Staatsminister Neumann hat in der gestrigen Fragestunde des Deutschen Bundestages verweigert, in Sachen ZDF/Brender Stellung zu beziehen. Auf die mündlichen Fragen der Abgeordneten Martin Dörmann und Ulla Schmidt zur ZDF-Verwaltungsratsentscheidung, den Vertrag für ZDF-Chefredakteur Brender nicht zu verlängern, sah die Bundesregierung von einer Bewertung der Entscheidung und möglicher Konsequenzen ab. Begründet wurde dies damit, dass "Verfahren und Entscheidungen der Gremien des ZDF (…) interne Angelegenheiten dieser Rundfunkanstalt" seien. Auch in der anschließenden Sitzung des Bundestagsausschusses für Kultur und Medien verpasste Staatsminister Neumann die Gelegenheit zu einer klaren Stellungnahme.
Dies lässt nur den Schluss zu, dass CDU-Mitglied Neumann, der mit Sitz und Stimme im Verwaltungsrat sitzt, das parteipolitisch motivierte Vorgehen des CDU-Ministerpräsidenten Roland Koch unterstützt hat.
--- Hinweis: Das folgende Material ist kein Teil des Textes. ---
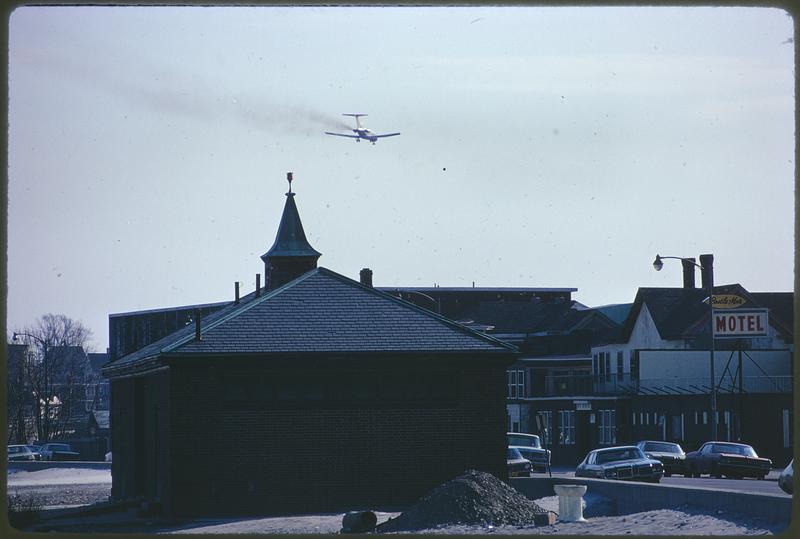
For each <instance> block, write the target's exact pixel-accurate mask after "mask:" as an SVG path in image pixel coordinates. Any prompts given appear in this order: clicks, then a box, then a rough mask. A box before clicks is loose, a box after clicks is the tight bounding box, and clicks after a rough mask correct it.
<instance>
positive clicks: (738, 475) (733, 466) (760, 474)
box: [716, 463, 769, 477]
mask: <svg viewBox="0 0 800 539" xmlns="http://www.w3.org/2000/svg"><path fill="white" fill-rule="evenodd" d="M716 469H717V473H721V474H723V475H737V476H742V477H764V476H765V475H767V474H768V473H769V468H762V467H760V466H749V465H737V464H724V463H720V464H718V465H717V467H716Z"/></svg>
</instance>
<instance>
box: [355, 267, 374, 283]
mask: <svg viewBox="0 0 800 539" xmlns="http://www.w3.org/2000/svg"><path fill="white" fill-rule="evenodd" d="M358 276H359V280H360V281H361V284H363V285H364V286H372V270H371V269H369V268H364V269H362V270H361V272H359V274H358Z"/></svg>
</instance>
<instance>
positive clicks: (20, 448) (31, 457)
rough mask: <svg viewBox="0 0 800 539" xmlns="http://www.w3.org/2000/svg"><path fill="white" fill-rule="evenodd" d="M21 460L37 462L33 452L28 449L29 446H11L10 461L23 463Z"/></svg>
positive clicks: (8, 446) (8, 455) (9, 452)
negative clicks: (34, 460)
mask: <svg viewBox="0 0 800 539" xmlns="http://www.w3.org/2000/svg"><path fill="white" fill-rule="evenodd" d="M21 460H36V457H35V456H34V455H33V452H32V451H31V450H30V449H28V446H27V445H10V446H8V461H9V462H11V461H21Z"/></svg>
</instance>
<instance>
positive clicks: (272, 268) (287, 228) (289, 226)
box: [261, 172, 321, 290]
mask: <svg viewBox="0 0 800 539" xmlns="http://www.w3.org/2000/svg"><path fill="white" fill-rule="evenodd" d="M286 180H287V181H288V182H289V192H287V193H286V204H285V205H284V206H283V215H282V216H281V222H280V224H279V225H278V234H277V235H276V236H275V242H274V243H273V244H272V247H270V249H269V251H267V252H266V253H264V254H263V255H261V260H263V261H264V276H265V278H264V280H265V288H266V289H267V290H272V289H274V288H277V287H279V286H281V285H283V284H285V283H288V282H289V281H291V280H292V279H295V278H296V277H299V276H300V275H302V274H303V273H305V272H307V271H310V270H312V269H314V268H316V267H317V259H318V258H319V257H320V256H321V253H319V252H318V251H316V250H315V249H314V248H313V247H311V245H310V244H309V243H308V240H307V239H306V234H305V232H304V231H303V223H302V222H301V221H300V214H299V213H298V211H297V204H295V201H294V196H295V193H293V192H292V180H293V178H292V173H291V172H288V173H287V174H286Z"/></svg>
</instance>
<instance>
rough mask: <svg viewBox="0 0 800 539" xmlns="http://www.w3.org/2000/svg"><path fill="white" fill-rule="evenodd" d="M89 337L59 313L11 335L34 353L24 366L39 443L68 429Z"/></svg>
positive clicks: (42, 320) (70, 418) (46, 317)
mask: <svg viewBox="0 0 800 539" xmlns="http://www.w3.org/2000/svg"><path fill="white" fill-rule="evenodd" d="M91 335H92V332H91V330H90V329H88V328H87V327H85V326H84V325H83V324H82V323H81V322H79V321H76V320H73V319H71V318H69V317H67V316H64V315H62V314H46V315H43V316H42V317H41V318H40V319H38V320H37V321H36V322H35V323H33V324H32V325H31V326H29V327H25V328H22V329H20V330H19V331H15V332H14V336H13V338H12V340H14V341H15V342H21V343H22V344H27V345H30V346H31V347H32V348H33V349H34V350H35V353H34V357H33V358H32V359H31V360H29V361H26V362H25V363H24V369H25V373H24V381H25V390H26V391H27V393H28V395H29V401H30V410H31V415H32V416H33V423H34V425H35V427H36V434H37V437H38V439H39V440H40V441H45V440H51V439H53V438H54V437H58V436H61V435H63V434H64V433H65V431H66V430H67V429H68V427H69V424H70V420H71V419H72V416H73V413H74V409H75V401H76V395H77V394H78V392H79V391H83V390H84V383H85V382H86V381H87V380H86V376H87V374H88V372H89V369H88V360H87V357H86V353H85V351H86V346H87V343H88V340H89V339H90V338H91ZM10 383H11V380H10V379H9V384H10Z"/></svg>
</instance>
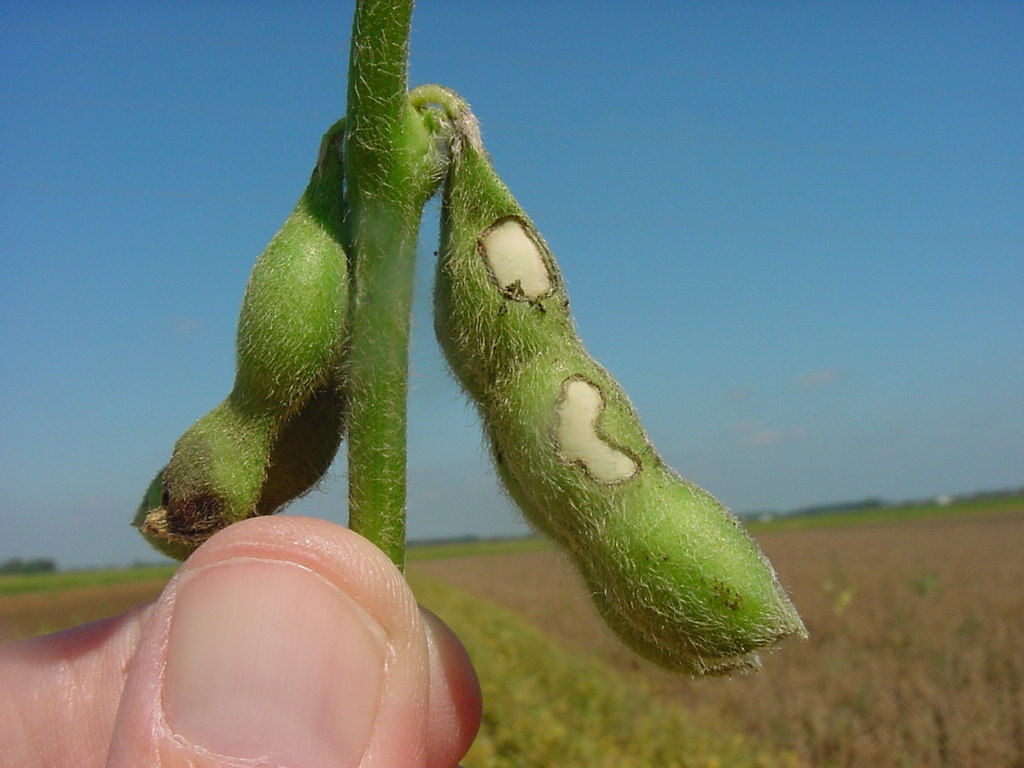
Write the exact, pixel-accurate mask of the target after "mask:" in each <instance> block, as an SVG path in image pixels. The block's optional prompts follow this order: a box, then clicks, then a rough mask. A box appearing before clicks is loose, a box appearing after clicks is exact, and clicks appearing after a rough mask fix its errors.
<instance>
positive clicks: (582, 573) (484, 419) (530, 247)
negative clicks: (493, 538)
mask: <svg viewBox="0 0 1024 768" xmlns="http://www.w3.org/2000/svg"><path fill="white" fill-rule="evenodd" d="M438 255H439V260H438V266H437V276H436V285H435V331H436V334H437V338H438V341H439V343H440V345H441V347H442V349H443V350H444V354H445V356H446V358H447V360H449V364H450V365H451V367H452V369H453V371H454V372H455V374H456V376H457V377H458V378H459V380H460V381H461V383H462V384H463V386H464V387H465V388H466V390H467V391H468V392H469V394H470V395H471V396H472V398H473V399H474V400H475V402H476V404H477V407H478V410H479V412H480V414H481V416H482V419H483V422H484V428H485V431H486V433H487V436H488V438H489V442H490V445H492V453H493V457H494V460H495V463H496V466H497V469H498V474H499V476H500V477H501V478H502V481H503V483H504V484H505V487H506V489H507V490H508V493H509V495H510V496H511V497H512V499H513V500H514V501H515V502H516V503H517V504H518V505H519V507H520V508H521V509H522V511H523V512H524V514H525V516H526V517H527V519H528V520H529V521H530V522H531V523H532V524H534V525H535V526H536V527H538V528H539V529H540V530H542V531H543V532H545V534H546V535H548V536H550V537H551V538H553V539H554V540H555V541H556V542H557V543H558V544H560V545H561V546H562V547H563V548H564V549H566V550H567V552H568V553H569V554H570V556H571V558H572V559H573V561H574V562H575V563H577V565H578V567H579V568H580V570H581V573H582V574H583V577H584V579H585V581H586V583H587V585H588V587H589V589H590V592H591V594H592V596H593V599H594V602H595V604H596V606H597V608H598V611H599V612H600V614H601V615H602V616H603V617H604V620H605V622H606V623H607V624H608V625H609V626H610V627H611V628H612V629H613V630H614V631H615V632H616V633H617V634H618V635H620V637H621V638H622V639H623V640H624V641H625V642H626V643H627V644H628V645H630V646H631V647H632V648H634V649H635V650H636V651H638V652H639V653H641V654H642V655H644V656H646V657H647V658H649V659H651V660H653V662H655V663H657V664H659V665H662V666H664V667H667V668H670V669H674V670H678V671H682V672H687V673H690V674H714V673H723V672H728V671H731V670H735V669H744V668H746V669H749V668H753V667H756V666H757V664H758V659H757V655H756V652H757V650H758V649H759V648H763V647H766V646H769V645H771V644H772V643H774V642H776V641H778V640H780V639H782V638H784V637H787V636H791V635H797V636H804V635H806V632H805V630H804V627H803V624H802V623H801V621H800V617H799V615H798V614H797V612H796V609H795V608H794V607H793V604H792V603H791V602H790V599H788V597H787V596H786V594H785V592H784V590H783V589H782V588H781V586H780V585H779V584H778V581H777V579H776V577H775V573H774V571H773V569H772V567H771V565H770V564H769V563H768V561H767V560H766V559H765V557H764V556H763V555H762V554H761V552H760V550H759V548H758V547H757V545H756V544H755V543H754V541H753V540H752V539H751V538H750V537H749V536H748V535H746V532H745V531H744V530H743V529H742V527H741V526H740V525H739V523H738V522H737V521H736V519H735V517H733V516H732V514H731V513H729V511H728V510H727V509H725V507H723V506H722V505H721V504H720V503H719V502H718V501H716V500H715V499H714V498H713V497H712V496H711V495H710V494H708V493H707V492H705V490H702V489H701V488H699V487H697V486H696V485H693V484H692V483H689V482H687V481H685V480H683V479H682V478H680V477H679V476H678V475H677V474H676V473H675V472H673V471H672V470H671V469H670V468H669V467H667V466H666V465H665V463H664V462H663V461H662V459H660V458H659V457H658V455H657V454H656V452H655V451H654V449H653V446H652V445H651V443H650V441H649V439H648V438H647V435H646V433H645V432H644V430H643V427H642V426H641V424H640V421H639V419H638V418H637V415H636V413H635V411H634V409H633V407H632V404H631V403H630V401H629V399H628V398H627V396H626V394H625V392H624V391H623V390H622V388H621V387H620V385H618V384H617V382H615V380H614V379H613V378H612V377H611V376H610V375H609V374H608V373H607V372H606V371H605V370H604V369H603V368H602V367H601V366H600V365H598V364H597V362H596V361H595V360H594V359H593V358H592V357H591V356H590V355H589V354H588V353H587V352H586V350H585V349H584V347H583V344H582V343H581V341H580V339H579V337H578V335H577V332H575V329H574V326H573V324H572V319H571V316H570V314H569V309H568V298H567V295H566V293H565V286H564V281H563V279H562V275H561V273H560V271H559V269H558V267H557V265H556V263H555V260H554V258H553V256H552V254H551V252H550V250H549V249H548V247H547V245H546V244H545V242H544V240H543V239H542V238H541V236H540V233H539V232H538V231H537V229H536V227H535V226H534V224H532V222H531V221H530V219H529V218H528V217H527V216H526V214H525V212H524V211H523V210H522V209H521V208H520V207H519V205H518V204H517V203H516V201H515V199H514V198H513V197H512V195H511V194H510V193H509V190H508V188H507V187H506V186H505V184H504V183H503V182H502V181H501V179H500V177H499V176H498V174H497V172H496V171H495V170H494V168H493V166H492V164H490V162H489V159H488V158H487V156H486V154H485V152H484V151H483V148H482V145H481V144H480V141H479V136H478V135H477V134H472V133H469V134H465V135H462V136H457V138H456V140H455V141H454V144H453V152H452V160H451V163H450V166H449V175H447V178H446V180H445V185H444V191H443V201H442V209H441V245H440V251H439V254H438Z"/></svg>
So allerdings wird der Beauftragte der Bundesregierung für Kultur und Medien seiner medienpolitischen Verantwortung nicht gerecht. In Sachen ZDF/Brender geht es keineswegs nur um einen internen Vorgang. Vielmehr stellt der Sachverhalt nach allgemeiner Einschätzung in den Medien sowie unter Staatsrechtlern einen schweren Schlag für den unabhängigen Journalismus und den öffentlich-rechtlichen Rundfunk dar. Es wäre ureigenste Aufgabe des Staatsministers gewesen, dies im Vorfeld der Entscheidung, bei seiner Stimmabgabe und mit einer kritischen Bewertung aufzugreifen. Noch im Medien- und Kommunikationsbericht der Bundesregierung hat er auf die besondere Bedeutung eines unabhängigen Journalismus hingewiesen. In der Praxis des Staatsministers scheint dieses wichtige Ziel jedoch keine Rolle zu spielen.
Dass es auch anders geht, beweist Ministerpräsident Kurt Beck. Wir begrüßen es, dass er morgen Vorschläge für Änderungen am ZDF-Staatsvertrag vorstellen wird. Ziel muss es dabei sein, vergleichbare Fälle auszuschließen und die Unabhängigkeit des ZDF auf eine solide Grundlage zu stellen.